Sabır ve sadakat ancak imtihanlarla belli olur. Her türlü imtihan karşısında, Hakk (cc) kapısından ayrılmayanlar ve orada kalmaya kararlı olanlar, kapının her açılıp kapanışında, başı kapının eşiğinde bekleyenler bu imtihanı kazanmış olacaklardır. Az bir sıkıntı ile yol-yön değiştirip, kapının önünden ayrılanlar da kaybetmiş olacaklardır.
Efendimiz (sav) bir bela veya musibete maruz kaldığında hemen abdest alır ve namaza dururdu. “Sabır ve namazla Allah’tan (cc) yardım isteyin” (Bakara/153) âyeti bize bu hakikatı anlatıyor. Musibet sizi çepeçevre sardığı ve ufkunuzu kararttığı zaman bu girdaptan çıkmanın ve kurtulmanın yolu sabır ve namazdır. Evvelâ dişini sıkarak sabredeceksin; sonra da kullukta ısrar ederek, Rabb’inin dergahına yüz süreceksin.

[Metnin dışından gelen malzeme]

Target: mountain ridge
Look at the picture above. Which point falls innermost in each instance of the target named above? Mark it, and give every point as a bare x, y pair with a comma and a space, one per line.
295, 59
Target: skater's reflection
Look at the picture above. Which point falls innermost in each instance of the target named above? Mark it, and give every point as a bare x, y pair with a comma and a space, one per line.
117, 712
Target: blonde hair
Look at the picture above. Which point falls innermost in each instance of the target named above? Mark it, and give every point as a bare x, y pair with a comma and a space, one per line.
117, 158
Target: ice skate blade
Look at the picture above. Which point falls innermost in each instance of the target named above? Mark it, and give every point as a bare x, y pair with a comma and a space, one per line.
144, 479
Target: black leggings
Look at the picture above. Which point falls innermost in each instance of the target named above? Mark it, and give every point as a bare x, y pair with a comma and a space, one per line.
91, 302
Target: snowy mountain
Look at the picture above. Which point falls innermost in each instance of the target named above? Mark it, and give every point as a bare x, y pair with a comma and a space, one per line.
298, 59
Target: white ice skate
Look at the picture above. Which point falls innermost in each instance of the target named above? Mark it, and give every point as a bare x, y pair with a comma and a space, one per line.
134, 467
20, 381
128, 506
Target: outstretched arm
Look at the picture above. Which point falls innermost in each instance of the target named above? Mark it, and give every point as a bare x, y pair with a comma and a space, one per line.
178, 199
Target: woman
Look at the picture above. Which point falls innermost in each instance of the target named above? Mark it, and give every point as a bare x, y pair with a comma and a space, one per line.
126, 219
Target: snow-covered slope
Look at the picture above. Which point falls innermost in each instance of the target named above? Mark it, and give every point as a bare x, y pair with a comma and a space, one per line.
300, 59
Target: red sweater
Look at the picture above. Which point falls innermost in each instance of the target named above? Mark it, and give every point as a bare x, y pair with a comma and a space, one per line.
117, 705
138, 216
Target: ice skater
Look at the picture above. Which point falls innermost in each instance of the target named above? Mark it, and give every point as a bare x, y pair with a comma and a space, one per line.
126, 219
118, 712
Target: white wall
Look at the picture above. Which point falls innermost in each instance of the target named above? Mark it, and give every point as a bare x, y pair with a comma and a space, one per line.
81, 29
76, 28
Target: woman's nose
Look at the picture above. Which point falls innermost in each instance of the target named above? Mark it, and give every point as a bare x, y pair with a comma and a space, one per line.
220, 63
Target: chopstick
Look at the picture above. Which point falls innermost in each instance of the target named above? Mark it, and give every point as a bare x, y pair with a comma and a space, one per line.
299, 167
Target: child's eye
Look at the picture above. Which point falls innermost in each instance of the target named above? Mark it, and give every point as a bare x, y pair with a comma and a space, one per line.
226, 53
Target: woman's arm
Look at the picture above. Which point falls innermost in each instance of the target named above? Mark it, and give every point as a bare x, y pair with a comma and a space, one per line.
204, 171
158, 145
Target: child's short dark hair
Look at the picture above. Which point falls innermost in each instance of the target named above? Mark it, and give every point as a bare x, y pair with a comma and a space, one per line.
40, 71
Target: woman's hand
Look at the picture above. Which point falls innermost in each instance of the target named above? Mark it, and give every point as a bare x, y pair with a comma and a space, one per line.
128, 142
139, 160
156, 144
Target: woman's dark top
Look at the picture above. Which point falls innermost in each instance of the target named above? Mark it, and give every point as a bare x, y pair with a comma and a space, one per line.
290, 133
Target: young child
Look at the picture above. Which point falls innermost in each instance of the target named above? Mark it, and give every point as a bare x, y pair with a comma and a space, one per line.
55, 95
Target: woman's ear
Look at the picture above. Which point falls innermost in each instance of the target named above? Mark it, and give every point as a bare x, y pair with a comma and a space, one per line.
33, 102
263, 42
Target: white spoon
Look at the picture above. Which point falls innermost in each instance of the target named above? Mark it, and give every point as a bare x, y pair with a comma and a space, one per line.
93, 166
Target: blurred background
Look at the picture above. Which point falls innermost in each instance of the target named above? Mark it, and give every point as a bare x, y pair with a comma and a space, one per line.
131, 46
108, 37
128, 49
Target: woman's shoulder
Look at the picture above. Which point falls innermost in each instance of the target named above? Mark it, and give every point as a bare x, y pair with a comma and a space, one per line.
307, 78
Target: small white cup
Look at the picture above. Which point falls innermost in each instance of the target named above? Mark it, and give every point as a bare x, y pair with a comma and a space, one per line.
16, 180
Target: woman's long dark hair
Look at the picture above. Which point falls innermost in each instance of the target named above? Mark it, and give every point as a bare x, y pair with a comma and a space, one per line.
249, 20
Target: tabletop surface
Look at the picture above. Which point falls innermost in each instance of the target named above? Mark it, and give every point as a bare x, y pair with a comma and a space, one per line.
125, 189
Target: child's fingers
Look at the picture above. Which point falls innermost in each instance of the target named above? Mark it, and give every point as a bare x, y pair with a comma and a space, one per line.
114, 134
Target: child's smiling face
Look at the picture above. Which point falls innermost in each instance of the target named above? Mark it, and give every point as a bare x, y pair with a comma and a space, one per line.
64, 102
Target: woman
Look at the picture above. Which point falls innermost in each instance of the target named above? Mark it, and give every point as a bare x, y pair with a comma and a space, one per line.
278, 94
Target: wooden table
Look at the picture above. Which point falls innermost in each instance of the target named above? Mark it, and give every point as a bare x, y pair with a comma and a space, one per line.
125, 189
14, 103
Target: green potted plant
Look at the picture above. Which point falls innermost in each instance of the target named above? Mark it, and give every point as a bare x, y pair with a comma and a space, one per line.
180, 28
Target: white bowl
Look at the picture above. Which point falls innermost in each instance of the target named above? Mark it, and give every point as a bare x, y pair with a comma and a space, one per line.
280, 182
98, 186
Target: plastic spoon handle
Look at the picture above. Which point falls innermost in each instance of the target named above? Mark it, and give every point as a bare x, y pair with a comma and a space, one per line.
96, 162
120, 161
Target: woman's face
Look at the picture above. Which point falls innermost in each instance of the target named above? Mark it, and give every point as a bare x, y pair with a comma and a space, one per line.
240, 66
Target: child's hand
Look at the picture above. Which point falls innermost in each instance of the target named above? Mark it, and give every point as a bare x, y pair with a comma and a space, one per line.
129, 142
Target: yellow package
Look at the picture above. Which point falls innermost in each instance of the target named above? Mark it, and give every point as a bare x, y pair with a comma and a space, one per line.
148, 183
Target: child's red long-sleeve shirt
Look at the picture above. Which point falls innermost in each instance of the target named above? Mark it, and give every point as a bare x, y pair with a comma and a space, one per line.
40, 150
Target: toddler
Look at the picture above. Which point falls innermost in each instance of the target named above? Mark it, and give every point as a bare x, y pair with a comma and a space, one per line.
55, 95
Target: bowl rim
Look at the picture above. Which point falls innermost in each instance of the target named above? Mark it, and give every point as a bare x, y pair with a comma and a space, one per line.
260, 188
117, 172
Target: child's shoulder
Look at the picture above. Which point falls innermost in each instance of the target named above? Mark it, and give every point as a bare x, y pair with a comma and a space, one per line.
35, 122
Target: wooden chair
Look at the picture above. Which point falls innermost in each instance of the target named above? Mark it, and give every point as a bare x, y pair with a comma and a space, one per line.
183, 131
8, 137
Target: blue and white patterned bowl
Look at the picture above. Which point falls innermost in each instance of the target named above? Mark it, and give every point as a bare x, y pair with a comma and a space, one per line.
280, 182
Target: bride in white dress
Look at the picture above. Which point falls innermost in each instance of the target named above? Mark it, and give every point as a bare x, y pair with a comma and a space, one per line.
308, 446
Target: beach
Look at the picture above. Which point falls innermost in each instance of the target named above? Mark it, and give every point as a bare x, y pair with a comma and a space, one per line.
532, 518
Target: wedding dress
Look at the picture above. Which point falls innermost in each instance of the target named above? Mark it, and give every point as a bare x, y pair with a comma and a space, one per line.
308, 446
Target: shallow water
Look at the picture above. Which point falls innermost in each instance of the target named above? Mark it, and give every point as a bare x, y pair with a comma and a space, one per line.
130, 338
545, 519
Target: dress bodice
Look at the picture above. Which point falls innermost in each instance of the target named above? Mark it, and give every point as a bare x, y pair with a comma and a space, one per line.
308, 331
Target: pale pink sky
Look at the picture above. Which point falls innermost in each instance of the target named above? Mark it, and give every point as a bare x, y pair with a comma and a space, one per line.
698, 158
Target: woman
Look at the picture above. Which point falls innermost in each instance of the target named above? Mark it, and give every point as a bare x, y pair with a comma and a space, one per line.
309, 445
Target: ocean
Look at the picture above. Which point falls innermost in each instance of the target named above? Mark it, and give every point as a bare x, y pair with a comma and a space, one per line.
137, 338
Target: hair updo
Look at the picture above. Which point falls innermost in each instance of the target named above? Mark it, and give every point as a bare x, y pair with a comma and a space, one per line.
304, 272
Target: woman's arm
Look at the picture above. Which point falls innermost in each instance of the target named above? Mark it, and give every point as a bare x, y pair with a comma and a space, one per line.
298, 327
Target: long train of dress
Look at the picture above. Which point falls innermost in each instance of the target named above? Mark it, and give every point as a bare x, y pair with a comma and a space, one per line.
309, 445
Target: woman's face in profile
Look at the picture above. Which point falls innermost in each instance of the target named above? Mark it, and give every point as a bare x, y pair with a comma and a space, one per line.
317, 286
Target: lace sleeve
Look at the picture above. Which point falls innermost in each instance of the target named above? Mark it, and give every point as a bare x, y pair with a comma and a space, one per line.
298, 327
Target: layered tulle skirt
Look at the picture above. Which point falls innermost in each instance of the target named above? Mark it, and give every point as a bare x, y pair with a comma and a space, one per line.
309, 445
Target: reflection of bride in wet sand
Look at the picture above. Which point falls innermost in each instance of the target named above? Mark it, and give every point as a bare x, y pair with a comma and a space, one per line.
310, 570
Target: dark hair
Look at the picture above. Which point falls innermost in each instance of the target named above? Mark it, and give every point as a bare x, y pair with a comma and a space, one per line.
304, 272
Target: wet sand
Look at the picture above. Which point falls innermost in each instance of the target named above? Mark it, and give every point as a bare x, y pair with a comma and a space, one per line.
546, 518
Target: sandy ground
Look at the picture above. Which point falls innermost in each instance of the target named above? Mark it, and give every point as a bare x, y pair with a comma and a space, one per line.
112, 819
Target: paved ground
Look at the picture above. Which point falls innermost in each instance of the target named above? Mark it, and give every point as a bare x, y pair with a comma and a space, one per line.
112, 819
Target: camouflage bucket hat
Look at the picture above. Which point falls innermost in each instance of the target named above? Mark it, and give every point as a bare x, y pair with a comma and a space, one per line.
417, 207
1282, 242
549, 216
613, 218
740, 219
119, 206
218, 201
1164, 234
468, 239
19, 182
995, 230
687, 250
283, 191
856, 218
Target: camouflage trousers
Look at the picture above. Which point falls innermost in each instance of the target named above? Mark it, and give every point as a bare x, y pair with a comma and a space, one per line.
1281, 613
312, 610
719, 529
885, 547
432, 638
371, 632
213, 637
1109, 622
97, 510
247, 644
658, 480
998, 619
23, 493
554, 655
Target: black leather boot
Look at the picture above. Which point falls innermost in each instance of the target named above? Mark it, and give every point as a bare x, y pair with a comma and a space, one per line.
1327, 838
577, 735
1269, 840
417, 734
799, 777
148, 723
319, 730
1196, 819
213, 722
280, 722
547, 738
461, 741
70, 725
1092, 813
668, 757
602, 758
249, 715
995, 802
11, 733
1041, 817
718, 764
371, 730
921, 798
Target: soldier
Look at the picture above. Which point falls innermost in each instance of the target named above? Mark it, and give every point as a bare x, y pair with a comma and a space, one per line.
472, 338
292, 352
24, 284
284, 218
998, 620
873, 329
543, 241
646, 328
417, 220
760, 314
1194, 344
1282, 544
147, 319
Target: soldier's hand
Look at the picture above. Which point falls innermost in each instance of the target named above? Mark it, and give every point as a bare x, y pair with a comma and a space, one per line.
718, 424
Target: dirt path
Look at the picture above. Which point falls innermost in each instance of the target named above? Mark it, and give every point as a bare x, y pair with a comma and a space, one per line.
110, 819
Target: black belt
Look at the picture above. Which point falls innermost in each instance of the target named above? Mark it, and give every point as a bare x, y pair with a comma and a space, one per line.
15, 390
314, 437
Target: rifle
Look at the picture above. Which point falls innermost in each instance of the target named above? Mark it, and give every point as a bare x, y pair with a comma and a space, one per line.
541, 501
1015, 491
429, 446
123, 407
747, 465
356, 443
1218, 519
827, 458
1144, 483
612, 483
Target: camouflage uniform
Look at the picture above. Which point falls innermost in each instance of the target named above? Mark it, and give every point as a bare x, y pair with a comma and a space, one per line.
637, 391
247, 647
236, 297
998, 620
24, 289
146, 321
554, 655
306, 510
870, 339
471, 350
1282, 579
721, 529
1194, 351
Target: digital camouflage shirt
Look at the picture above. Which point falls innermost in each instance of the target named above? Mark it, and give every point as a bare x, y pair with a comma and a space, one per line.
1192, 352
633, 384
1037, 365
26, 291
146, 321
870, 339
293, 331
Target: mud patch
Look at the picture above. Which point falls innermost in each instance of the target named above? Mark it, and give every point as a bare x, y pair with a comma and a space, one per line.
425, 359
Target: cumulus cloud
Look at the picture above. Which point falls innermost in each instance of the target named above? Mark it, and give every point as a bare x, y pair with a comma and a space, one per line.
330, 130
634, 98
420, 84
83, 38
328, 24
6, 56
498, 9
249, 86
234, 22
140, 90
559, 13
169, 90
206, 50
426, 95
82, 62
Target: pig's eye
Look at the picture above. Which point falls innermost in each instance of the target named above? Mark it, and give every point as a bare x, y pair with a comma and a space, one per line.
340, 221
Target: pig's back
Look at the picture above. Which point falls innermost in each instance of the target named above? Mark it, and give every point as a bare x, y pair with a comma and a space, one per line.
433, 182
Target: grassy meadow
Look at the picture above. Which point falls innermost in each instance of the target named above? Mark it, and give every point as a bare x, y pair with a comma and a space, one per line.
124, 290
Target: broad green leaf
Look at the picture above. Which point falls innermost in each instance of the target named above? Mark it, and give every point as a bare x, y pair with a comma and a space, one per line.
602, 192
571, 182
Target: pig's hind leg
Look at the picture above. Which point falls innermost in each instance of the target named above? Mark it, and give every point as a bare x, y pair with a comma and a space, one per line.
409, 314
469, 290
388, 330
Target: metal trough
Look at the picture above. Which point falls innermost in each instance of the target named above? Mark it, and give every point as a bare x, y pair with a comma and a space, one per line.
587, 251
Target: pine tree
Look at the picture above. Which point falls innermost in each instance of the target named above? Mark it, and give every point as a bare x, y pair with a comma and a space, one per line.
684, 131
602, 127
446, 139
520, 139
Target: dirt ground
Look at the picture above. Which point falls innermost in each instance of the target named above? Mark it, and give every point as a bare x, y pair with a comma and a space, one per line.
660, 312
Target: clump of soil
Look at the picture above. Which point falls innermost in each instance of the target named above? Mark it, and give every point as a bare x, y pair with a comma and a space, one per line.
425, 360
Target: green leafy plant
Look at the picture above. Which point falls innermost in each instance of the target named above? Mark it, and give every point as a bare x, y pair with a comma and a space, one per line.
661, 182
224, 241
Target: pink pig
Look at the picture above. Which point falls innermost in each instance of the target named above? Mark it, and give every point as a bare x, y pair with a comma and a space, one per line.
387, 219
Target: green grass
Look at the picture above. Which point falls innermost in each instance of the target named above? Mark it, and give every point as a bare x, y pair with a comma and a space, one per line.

İhtimal ki, Cenâb-ı Hakk (cc) bu imtihanlarla, bizim, sabır, tahammül, vefa ve sadakatımızı ortaya çıkarmakta böylece hem kendi lütûflarını hem de bizim gerçek değerlerimizi ihtar etmek istemektedir. Evet O, sabır ve sadakatınızı geçirdiğiniz imtihanlar karşısında gösterdiğiniz tavır mezurasıyla ölçecek ve kendinizi kendinize tanıttıracaktır. Ta ki, kimsenin Allah’a (cc) karşı bir delîli kalmasın. Belki de kul böyle bir ölçü ve tartı ile kendini deneyip ölçtükten sonra, şu itiraflarda bulunacaktır: Ya Rabbi, meğer ben ne dönek insanmışım. Sen beni bir kere imtihan ettin, kapıyı yüzüme bir kere kapadın, dümenimi bir kere bozdun, ben de artık bu iş olmaz dedim, ayrılıp gittim. Oysa ki bu bozgun, hiç durmadan tekerrür edip dursaydı, bana düşen vazife, yerimde sebat etmek ve.. senin düşmanlarınla yaka paça olmaktı. Sen belki, yüzlerce defa benim ordumu bozguna uğratacaktın; ama ben hep “Seni, Seni” diyecektim. Sen evimi başıma yıkacak, evlat ve mal acısıyla yüreğimi yakacaktın; ben hiç tavır değiştirmeden “Seni, Seni” diyecektim. Sen tepeden tırnağa vücuduma hastalıklar salacaktın, ben de dayanamayarak inim inim inleyecektim; ama, biraz derman bulunca ve iki kelime konuşma fırsatı yakalayınca yine “Seni, Seni” diyecek ve hep Seni isteyecektim. Bunları demem gerekirken, diyemedim, sarsıldım, döndüm ve ayrılıp gittim. Meğer ben ne dönek biriymişim..!
Kul, hak ve istikamet üzerinde olduğu demlerde de imtihan olur. Bir çok hadisin beyanıyla, Allah (cc) kulunu imtihan eder, başına çeşitli belâ ve musîbetler yağdırır, tâ ki kul, Rabbi’nin huzuruna tertemiz gidebilsin ve Cennet yamaçlarında huzur ve itminanla tenezzühten tenezzühe koşsun-dursun…
Evet, bizler de bir çok defa elenecek, kalburlara konacak, eleklerden geçirilecek ve imtihan olacağız. Böylece, has hamdan, kömür de elmastan ayrılmış olacak. Bilhassa günümüzde böyle bir imtihana zaruret vardır. Zira ilerde muhtemel dönekliklerin önünü almak ancak bu gün görülüp geçirilen imtihanlarla mümkün olabilecektir. Onun için, İlâhî da’vâyı omuzlamaya, taşımaya namzet olanlar arasında imtihan çok önemli bir faktördür; bunu da bizzat Cenâb-ı Hakk (cc) yapmaktadır ve yapacaktır. Bize düşen sadâkatla bu kapıdan ayrılmamaktır.
Kaynak: Asrın Getirdiği Tereddütler 4.